Of more interest to me is the magnitude of the losses due to being a masher vs a smooth stroke. How important is it for riders to work on this aspect of their stroke? Again, this should be ammenable to mathematical analysis.

Frank

i agree that the stroke differences are more interesting since they’re things that can be changed during training. lance armstrong, from what he says, was a masher in his really early days and changed to a smooth stroke.

does anybody know of any studies on this published in journals?

I am quite sure nothing has been done in this area, although Mr. Not a rotorrooter seems to think everything has already been done in every area and there is nothing left to learn, at least not if the question is raised by some of us here. All you potential graduate students out there, heads up!

Frank,
Gary in SD and TTN will correct me if I’m wrong, but I believe the best 40K Time Trialists are for the most part mashers. Extremely big gears pushed by extremely big and powerful legs. I know I have heard this, and witnessed the mashing myself at local TT’s.

Yeah, that’s true, but I’d be willing to bet that, in some respect, they’re giving up quite a bit of their long-term efficiency for speed over the “shorter” distance of the time trial. A loose analog: a sprinter is in “high gear” in a 100m dash, but will not be able to hold their speed much beyond that. From what I’ve seen, time trialists are pretty well sacked at the end of the ride…not that I’ve seen everything…or a large, seriously competitive event.

On the topic of heavy versus light, I’m still waffling a bit, but I have a hard time reconciling the higher acceleration needed on the light bike with the increase in friction of the heavy bike. Of course, we’re really only talking at absolute most 8-10kg difference, so maybe I’m splitting hairs.

“Gary in SD and TTN will correct me if I’m wrong, but I believe the best 40K Time Trialists are for the most part mashers”

some of the best AMERICAN time trialists of the 80s and early 90s were mashers. but if you consider armstrong and hamilton america’s best time trialers, they’re riding pretty high cadences, 90-100rpms, and i think that’s pretty typical of non-americans as well who’re riding quickly in TTs.

as for the question of weight on a flat course, i hearken back to the race wheels of two manufacturers. not many remember this, but mavic made a disc some years ago in which you could put plugs that weighed the outside of the wheel in the hopes that on a flat course the extra weight would make the bike faster.
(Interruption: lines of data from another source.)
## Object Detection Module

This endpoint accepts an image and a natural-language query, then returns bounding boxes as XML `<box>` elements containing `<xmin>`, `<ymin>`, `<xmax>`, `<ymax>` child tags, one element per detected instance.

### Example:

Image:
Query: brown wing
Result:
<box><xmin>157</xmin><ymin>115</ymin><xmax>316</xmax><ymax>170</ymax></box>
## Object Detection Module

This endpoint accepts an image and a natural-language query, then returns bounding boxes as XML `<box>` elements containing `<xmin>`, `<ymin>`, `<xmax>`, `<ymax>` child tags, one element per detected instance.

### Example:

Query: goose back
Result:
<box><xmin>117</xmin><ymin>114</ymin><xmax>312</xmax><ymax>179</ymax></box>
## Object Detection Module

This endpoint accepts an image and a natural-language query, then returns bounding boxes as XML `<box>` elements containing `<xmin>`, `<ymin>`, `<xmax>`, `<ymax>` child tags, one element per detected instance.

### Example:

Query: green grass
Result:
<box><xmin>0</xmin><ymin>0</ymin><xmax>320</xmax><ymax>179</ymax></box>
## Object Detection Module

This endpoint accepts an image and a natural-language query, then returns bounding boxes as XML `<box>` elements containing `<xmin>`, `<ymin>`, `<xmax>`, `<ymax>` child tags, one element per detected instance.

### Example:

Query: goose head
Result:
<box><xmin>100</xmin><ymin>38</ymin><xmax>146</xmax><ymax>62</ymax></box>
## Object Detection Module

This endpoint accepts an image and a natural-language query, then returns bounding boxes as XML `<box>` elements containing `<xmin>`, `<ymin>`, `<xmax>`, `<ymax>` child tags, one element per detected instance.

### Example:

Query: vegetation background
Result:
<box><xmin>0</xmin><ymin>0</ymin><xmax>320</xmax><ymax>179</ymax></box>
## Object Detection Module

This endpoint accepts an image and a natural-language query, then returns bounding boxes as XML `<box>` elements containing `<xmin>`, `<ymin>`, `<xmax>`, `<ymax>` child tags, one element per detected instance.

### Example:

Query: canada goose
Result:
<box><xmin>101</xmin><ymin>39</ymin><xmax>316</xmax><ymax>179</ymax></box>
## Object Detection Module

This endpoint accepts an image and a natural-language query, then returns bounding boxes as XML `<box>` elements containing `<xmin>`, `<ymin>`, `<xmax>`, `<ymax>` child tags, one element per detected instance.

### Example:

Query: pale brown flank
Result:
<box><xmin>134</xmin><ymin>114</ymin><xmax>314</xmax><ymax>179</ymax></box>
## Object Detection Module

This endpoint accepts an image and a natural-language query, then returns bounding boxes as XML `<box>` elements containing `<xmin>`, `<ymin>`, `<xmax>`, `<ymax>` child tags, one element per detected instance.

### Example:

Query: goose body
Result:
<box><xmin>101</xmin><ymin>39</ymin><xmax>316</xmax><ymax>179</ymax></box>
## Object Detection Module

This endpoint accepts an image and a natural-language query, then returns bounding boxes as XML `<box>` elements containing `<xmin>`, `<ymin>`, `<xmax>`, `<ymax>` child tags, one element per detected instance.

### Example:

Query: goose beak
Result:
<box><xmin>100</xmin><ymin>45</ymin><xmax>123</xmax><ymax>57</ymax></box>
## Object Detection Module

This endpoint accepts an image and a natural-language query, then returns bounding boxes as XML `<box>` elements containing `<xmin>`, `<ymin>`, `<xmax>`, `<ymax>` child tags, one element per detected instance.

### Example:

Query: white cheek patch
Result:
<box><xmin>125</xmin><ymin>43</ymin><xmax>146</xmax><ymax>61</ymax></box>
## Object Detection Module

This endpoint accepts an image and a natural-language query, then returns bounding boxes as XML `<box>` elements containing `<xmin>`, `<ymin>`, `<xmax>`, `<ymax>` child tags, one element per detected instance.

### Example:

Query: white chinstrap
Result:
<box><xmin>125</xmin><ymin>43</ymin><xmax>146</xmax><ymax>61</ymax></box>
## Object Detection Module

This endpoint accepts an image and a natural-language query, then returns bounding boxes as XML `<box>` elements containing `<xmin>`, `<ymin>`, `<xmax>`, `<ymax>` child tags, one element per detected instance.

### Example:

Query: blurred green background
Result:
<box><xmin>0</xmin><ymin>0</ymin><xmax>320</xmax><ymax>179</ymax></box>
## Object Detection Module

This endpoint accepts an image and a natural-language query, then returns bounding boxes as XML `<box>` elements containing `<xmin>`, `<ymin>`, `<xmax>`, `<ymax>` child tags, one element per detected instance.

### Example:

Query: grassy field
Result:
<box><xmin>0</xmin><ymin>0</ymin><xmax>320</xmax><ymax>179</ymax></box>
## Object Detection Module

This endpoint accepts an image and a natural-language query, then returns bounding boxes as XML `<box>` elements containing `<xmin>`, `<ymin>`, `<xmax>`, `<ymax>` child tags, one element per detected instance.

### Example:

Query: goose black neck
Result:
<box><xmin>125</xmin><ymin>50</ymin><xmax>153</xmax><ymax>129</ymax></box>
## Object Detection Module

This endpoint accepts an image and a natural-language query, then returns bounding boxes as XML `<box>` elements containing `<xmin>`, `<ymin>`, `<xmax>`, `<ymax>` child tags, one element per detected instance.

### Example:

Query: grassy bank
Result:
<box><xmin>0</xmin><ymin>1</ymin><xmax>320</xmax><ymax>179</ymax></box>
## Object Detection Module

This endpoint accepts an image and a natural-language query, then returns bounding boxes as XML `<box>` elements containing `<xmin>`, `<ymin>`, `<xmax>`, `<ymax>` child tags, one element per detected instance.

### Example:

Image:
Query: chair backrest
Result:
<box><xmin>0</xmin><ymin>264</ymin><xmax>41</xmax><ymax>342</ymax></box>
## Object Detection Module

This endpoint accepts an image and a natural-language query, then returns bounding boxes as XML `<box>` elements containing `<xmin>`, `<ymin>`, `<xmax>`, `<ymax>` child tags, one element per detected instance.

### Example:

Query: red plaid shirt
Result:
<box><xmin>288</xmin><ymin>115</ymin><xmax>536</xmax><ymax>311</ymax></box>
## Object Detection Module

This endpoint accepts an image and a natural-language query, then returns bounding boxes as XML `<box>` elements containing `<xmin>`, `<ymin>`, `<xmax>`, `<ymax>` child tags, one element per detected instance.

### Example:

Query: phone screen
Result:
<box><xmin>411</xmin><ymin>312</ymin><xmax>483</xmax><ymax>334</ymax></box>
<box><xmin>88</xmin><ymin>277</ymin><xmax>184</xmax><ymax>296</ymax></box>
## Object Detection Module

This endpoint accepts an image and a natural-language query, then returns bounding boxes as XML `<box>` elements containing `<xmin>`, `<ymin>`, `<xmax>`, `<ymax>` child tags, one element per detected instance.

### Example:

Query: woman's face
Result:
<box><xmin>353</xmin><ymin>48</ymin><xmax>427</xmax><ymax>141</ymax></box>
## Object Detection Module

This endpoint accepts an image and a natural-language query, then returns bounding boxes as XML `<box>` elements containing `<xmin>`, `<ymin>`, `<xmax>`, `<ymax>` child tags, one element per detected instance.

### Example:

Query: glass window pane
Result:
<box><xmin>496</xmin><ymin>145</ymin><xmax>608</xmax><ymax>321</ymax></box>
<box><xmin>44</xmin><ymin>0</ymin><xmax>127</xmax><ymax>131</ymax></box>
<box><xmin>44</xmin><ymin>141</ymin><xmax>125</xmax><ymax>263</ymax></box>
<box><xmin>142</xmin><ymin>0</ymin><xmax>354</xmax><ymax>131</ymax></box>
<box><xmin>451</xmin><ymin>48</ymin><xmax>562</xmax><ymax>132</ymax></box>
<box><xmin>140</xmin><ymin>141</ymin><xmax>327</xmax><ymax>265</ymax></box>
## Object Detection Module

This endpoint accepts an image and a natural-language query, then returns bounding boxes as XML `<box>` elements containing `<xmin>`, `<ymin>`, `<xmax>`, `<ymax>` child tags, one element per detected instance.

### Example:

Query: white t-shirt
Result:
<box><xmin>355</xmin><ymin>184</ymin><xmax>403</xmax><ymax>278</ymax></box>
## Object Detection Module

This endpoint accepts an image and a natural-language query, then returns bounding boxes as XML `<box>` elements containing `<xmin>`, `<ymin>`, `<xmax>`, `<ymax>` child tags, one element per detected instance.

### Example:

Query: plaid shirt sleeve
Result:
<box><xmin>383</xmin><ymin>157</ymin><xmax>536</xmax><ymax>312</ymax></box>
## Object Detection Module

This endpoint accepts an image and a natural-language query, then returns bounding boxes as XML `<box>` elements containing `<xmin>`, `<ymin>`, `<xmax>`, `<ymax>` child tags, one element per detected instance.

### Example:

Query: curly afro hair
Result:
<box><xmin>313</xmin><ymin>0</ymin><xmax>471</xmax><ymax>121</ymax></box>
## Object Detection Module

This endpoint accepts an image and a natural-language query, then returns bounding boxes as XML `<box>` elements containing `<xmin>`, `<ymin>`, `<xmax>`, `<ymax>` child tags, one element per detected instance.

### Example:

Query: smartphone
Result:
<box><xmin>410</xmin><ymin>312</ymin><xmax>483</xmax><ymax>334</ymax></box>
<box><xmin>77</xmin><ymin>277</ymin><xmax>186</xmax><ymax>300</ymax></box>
on the other hand there’s the nimble, which in its early days rested most or all of its technical claims on its “moment of inertia,” the idea being that you could accelerate it faster because of its lack of weight at the rim.

so (on the assumption that nimble believed its reasoning ought to have been followed for every course) here’s two companies who believed the entirely opposite things.

That may be true, but the only problem with the analysis is human nature. Everyone wants to win so everyone thinks the guy who won last time has the secret to winning so they all try to copy him/her. It may or may not be true that that person has the secret but soon they are all doing the same thing and so all the winners are doing the same thing.

It takes a lot of courage for someone to look for a better way because they may, actually, try a worse way. That is why modeling is so valuable, gives the person a sense as to whether something is worth trying.

Dan, I was looking at my USTS Hilton Head results from 1986 and looked at Scott Molina’s bike. He average 27mph for the 40K(eat your heart out Gary) on probably a slack angle road setup with the first edition Scott bars. What made him so fast and what would he have done with the technology we’re talking about in this and prior threads?

Bob Sigerson

“What made him so fast and what would he have done with the technology we’re talking about in this and prior threads?”

what made him so fast was training, genetics and a brain. he was going just about as fast in 1985, before aero bars. it’s hard to speculate what he would’ve done with any of today’s technologies, but he’s another one that the world of bike racing allowed to get away. he’d have been a great bike racer.